Office in a Small City por Edward Hopper

Braile, chancelaria, onda dentro de um vidro

… que acontecem

Trechos de alguns contos apresentados no sarau da Casa do Poeta em 27 de maio último, no Centro Cultural Palace.

No último degrau do pátio, o menino intui que as palavras se transformam, que se modificam conforme os olhos de quem as considera […]. Que viajam. E se deslocam entre os dias e os gestos, e se dissolvem para germinar, desaparecem como os antigos idiomas e os povos reciclados pela terra. Não existe o ponto, nós o inventamos. Para que a frase se detenha. E o texto não se confunda com o universo ou com a sombra. Quando despertava, admirava-me que as palavras estivessem presas às coisas e não caíssem como o ramo seco de uma árvore […]. Que um vento forte não as embaralhasse e essa árvore não passasse a se chamar poste ou cavalo. Um cão, menino. Uma casa, ratoeira. Um homem, pedra. O muro coberto pela hera é o mesmo muro? O nome dos mortos continua nas trevas? Eu, que há tanto me alimentava de perguntas e palavras, desejava saber agora onde estaria o texto final, o relevo em pedra, a inscrição no milenar sepulcro que resumisse magicamente o que sempre eu buscara em vão.

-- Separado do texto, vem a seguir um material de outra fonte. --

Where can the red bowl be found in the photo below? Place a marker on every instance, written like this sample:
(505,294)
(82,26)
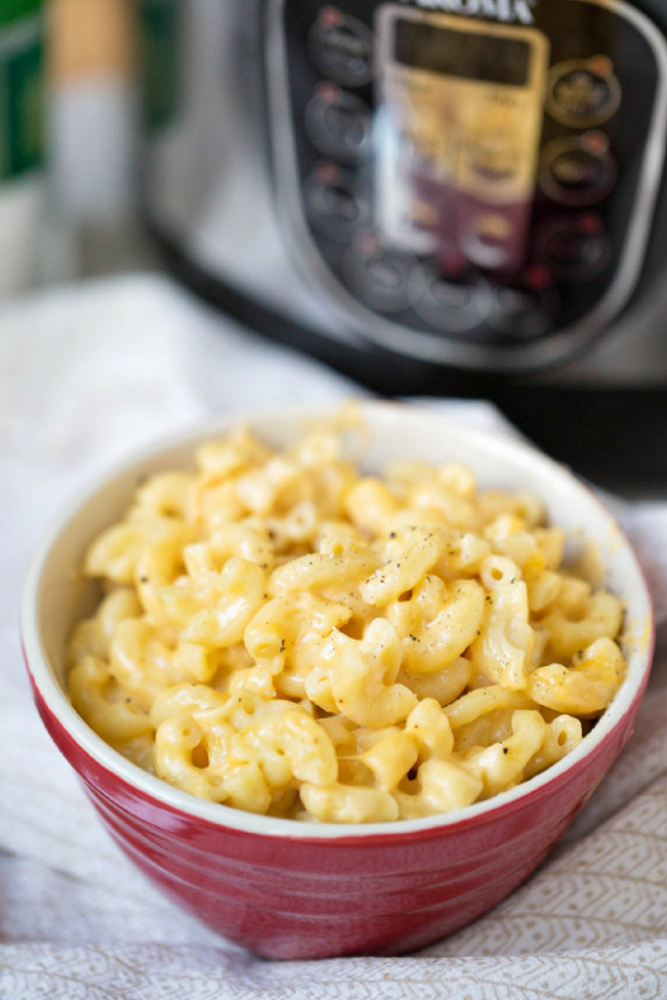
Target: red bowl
(291,890)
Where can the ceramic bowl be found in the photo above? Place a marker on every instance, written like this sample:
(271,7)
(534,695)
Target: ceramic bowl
(291,890)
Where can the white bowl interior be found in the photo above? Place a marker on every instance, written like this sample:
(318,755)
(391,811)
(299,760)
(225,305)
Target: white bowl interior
(56,595)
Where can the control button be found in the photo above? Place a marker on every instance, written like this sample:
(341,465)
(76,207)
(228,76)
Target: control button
(451,298)
(339,123)
(488,240)
(342,47)
(576,249)
(379,275)
(578,170)
(335,203)
(521,313)
(583,92)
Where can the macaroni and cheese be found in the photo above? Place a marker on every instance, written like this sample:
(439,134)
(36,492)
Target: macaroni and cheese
(287,634)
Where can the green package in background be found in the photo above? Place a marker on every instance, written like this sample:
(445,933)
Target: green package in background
(159,41)
(21,86)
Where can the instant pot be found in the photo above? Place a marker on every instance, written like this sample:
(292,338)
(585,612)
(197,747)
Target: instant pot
(436,197)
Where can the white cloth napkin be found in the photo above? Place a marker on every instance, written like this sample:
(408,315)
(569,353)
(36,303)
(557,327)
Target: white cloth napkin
(87,376)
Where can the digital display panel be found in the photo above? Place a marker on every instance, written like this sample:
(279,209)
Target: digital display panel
(467,55)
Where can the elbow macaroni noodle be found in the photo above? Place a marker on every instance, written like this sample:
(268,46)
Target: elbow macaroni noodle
(286,635)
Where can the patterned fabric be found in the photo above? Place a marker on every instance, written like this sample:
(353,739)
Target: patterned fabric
(87,377)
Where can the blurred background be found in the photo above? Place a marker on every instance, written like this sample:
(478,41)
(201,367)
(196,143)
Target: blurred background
(84,82)
(68,155)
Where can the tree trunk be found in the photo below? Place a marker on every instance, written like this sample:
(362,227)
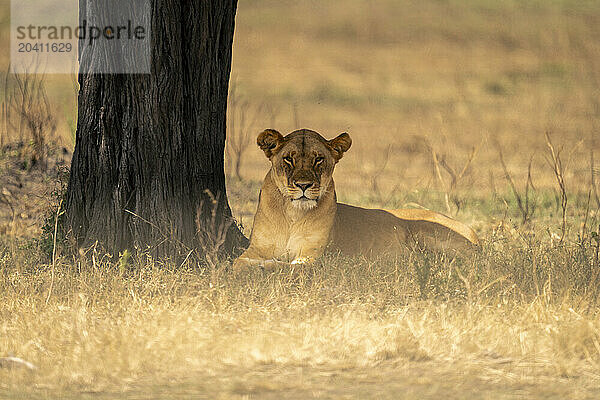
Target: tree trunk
(148,169)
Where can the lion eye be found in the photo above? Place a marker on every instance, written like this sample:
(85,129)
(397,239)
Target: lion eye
(288,160)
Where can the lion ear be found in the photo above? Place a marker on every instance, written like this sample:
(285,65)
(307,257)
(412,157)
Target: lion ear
(340,145)
(269,141)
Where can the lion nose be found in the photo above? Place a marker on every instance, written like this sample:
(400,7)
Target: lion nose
(303,185)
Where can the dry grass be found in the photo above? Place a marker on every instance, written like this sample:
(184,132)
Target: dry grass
(418,85)
(141,330)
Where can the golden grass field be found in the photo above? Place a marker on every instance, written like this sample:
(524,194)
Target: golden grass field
(434,94)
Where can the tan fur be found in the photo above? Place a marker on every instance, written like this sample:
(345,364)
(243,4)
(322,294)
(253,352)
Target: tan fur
(298,216)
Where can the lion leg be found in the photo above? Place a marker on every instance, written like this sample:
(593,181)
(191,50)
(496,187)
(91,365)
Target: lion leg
(252,259)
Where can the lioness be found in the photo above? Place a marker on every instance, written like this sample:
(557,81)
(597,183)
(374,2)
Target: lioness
(298,215)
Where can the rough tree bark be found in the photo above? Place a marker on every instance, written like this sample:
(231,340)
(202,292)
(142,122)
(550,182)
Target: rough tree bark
(148,159)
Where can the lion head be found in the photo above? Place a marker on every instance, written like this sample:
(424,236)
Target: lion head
(302,163)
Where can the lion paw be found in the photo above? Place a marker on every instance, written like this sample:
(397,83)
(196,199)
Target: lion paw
(302,260)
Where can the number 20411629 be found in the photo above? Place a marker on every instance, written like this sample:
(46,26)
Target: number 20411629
(45,47)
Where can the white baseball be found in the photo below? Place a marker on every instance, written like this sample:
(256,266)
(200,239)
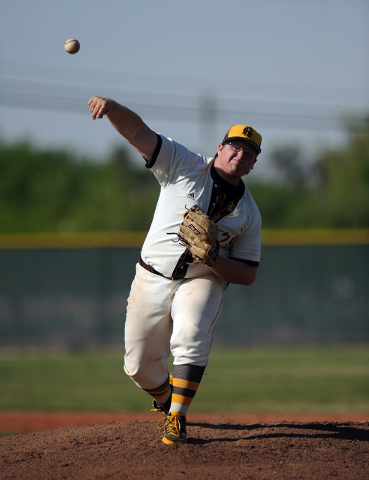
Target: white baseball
(72,46)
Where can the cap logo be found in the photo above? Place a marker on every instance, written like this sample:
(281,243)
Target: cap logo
(248,131)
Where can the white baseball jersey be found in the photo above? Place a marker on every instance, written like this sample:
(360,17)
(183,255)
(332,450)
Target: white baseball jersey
(186,179)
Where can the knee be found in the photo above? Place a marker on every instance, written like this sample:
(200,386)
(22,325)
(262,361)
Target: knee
(146,374)
(190,345)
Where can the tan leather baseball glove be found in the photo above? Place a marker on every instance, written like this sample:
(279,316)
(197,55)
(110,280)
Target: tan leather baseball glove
(200,235)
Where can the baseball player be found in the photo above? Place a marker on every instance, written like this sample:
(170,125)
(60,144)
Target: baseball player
(205,234)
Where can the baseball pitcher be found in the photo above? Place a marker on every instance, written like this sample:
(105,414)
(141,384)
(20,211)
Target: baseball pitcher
(205,234)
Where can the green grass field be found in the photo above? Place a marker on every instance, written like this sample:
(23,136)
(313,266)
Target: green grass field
(237,380)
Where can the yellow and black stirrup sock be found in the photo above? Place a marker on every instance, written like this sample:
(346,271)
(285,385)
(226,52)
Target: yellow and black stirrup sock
(186,381)
(160,394)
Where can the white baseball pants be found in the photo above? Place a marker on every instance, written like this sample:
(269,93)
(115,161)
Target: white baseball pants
(169,316)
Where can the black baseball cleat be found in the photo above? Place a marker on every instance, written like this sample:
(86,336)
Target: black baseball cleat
(174,429)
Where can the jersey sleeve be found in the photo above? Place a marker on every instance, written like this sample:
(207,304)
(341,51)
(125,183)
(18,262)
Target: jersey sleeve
(172,160)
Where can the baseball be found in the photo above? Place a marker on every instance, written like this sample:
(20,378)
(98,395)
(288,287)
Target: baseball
(72,46)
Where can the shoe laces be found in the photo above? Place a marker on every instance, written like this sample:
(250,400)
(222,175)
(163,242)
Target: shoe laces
(172,423)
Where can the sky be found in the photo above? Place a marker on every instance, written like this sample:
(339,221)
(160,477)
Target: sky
(293,69)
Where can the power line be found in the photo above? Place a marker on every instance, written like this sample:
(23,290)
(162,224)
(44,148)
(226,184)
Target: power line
(53,97)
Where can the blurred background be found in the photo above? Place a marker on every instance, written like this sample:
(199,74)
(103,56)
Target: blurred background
(76,202)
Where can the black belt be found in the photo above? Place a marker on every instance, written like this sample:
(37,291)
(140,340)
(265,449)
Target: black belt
(151,269)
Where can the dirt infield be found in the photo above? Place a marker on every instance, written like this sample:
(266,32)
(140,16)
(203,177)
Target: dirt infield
(219,447)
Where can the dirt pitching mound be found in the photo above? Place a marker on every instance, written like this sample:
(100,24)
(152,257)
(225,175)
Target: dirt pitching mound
(133,450)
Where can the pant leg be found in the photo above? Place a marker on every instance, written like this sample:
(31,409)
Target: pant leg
(195,309)
(148,329)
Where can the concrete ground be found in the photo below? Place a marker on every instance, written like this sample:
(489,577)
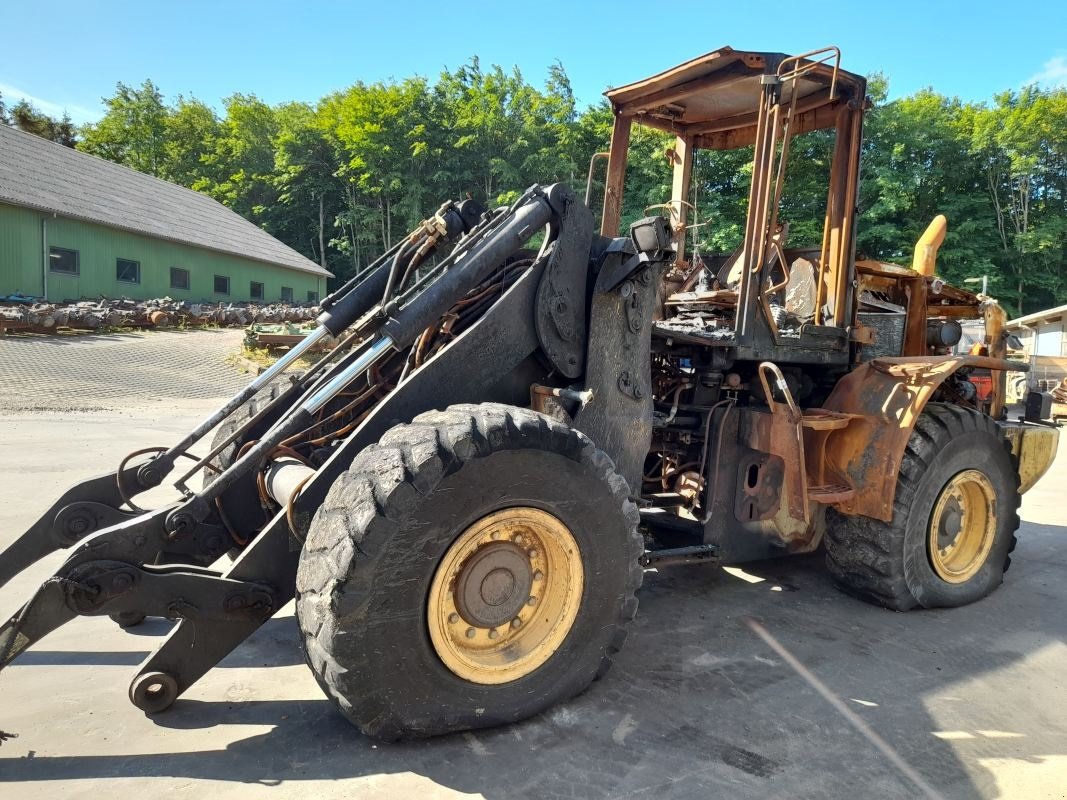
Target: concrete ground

Braile contra a luz. Lisette Maris em seu endereço de inverno

Sinto-me face ao dia que não terminará, quem sabe, embora eu não almeje senão realizar-me seja como for, conquistar o tempo necessário à concretização de meus abstratos, seja este dia ou esta página, agora que tão intensamente atravesso as tardes de perdidas luminosidades, tão parecidas com a minha infância, de mesmo calor e mesmo incômodo, até finalmente intuir que um dos objetivos da vida é, magicamente, estar aqui. Medicamento sob prescrição médica, que diferença faz? Esbarro em tantos semelhantes sadios, mal os reconheço. Sei que o mundo é feito principalmente dos que não puderam realizar-se.

Chancelaria e viagem. Lisette Maris em seu endereço de inverno

À noite, sonhei com o menino que eu era. Sonhei com os barcos de papel que eu fazia e punha a flutuar sobre as águas das ruas. Depois, repassaram-me tais memórias distantes com singela e intrigante nitidez. Meus barquinhos mal construídos eram tragados por leves correntezas ou naufragavam pela metade, virando de lado, perdendo seu porte original e sua dignidade, como se não tivessem controle sobre si mesmos. Eu não desistia, mesmo que isso me entristecesse. Construía outros, e não contava a ninguém. Só mais tarde compreendi que meus barcos naufragavam porque eu tinha vergonha de meus sonhos.